Medical Education Online

Volume

19

Issue

Oct. 10

Pages

24037

Availability

online

PMID

PMID: 25308966

DOI

10.3402/meo.v19.24037

Abstract

BACKGROUND: Efforts are made to enhance in-class learner engagement because it stimulates and enhances learning. However, it is not easy to quantify learner engagement. This study aimed to develop and validate an observation tool for instructor and student behaviors to determine and compare in-class learner engagement levels in four different class types delivered by the same instructor. METHODS: Observer pairs observed instructor and student behaviors during lectures in large class (LLC, n=2) with third-year medical students, lectures in small class (LSC, n=6) and case-based teaching sessions (CBT, n=4) with fifth-year students, and problem-based learning (PBL) sessions (~7 hours) with second-year students.
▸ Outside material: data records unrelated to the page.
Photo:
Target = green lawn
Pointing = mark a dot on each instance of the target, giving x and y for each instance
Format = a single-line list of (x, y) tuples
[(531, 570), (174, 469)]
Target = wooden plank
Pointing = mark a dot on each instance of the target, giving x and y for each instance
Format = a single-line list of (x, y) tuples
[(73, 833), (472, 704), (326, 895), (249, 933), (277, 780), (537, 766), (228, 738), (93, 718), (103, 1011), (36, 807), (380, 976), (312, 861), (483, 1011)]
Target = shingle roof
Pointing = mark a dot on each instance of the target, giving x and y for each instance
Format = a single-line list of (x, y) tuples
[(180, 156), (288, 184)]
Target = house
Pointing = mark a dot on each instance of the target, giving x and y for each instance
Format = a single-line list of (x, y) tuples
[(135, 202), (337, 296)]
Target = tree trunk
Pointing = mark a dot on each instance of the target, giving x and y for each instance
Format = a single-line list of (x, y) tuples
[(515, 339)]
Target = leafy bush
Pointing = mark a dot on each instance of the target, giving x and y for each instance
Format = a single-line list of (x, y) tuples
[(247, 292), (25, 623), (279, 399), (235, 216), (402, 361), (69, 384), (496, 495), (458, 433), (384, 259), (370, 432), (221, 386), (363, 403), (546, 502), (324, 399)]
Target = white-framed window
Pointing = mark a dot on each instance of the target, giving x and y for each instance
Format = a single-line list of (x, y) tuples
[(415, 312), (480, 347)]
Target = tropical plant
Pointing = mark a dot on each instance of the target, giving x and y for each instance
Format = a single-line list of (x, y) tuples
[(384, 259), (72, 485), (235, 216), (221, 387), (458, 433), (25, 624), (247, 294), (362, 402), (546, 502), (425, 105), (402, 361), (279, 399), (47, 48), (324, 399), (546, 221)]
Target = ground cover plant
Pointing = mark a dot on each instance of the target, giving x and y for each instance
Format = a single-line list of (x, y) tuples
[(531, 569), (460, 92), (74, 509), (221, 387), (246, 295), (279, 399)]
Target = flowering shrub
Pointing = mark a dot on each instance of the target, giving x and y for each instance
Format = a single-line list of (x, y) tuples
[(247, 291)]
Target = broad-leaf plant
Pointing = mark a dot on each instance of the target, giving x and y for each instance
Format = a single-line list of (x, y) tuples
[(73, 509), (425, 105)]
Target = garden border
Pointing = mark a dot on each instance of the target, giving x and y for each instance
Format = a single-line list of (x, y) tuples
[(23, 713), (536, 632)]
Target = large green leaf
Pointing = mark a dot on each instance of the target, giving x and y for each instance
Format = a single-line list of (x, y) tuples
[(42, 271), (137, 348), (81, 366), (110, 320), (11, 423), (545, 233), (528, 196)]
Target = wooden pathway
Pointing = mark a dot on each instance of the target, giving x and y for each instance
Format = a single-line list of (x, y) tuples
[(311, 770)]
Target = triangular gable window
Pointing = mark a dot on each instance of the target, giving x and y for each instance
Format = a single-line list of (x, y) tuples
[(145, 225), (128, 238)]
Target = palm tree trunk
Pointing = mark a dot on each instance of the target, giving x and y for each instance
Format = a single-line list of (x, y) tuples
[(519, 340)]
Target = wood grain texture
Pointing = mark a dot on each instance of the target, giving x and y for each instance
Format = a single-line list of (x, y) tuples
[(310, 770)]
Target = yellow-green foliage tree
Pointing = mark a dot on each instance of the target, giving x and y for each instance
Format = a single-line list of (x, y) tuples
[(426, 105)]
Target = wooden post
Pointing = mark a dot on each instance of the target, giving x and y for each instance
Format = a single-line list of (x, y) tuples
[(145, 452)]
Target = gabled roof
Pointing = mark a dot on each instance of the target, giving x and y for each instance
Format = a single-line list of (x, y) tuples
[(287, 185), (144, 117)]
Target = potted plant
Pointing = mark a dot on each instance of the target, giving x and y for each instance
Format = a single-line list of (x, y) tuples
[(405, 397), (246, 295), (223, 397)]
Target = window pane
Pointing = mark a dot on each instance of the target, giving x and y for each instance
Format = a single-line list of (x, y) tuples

The observation tool was a revised form of STROBE, an instrument for recording behaviors of an instructor and four randomly selected students as snapshots for 5-min cycles. Instructor and student behaviors were scored 1-5 on this tool named 'in-class engagement measure (IEM)'. The IEM scores were parallel to the degree of behavior's contribution to active student engagement, so higher scores were associated with more in-class learner engagement. Additionally, the number of questions asked by the instructor and students were recorded. A total of 203 5-min observations were performed (LLC 20, LSC 85, CBT 50, and PBL 48). RESULTS: Interobserver agreement on instructor and student behaviors was 93.7% (κ=0.87) and 80.6% (κ=0.71), respectively. Higher median IEM scores were found in student-centered and problem-oriented methods such as CBT and PBL. A moderate correlation was found between instructor and student behaviors (r=0.689). CONCLUSIONS: This study provides some evidence for validity of the IEM scores as a measure of student engagement in different class types.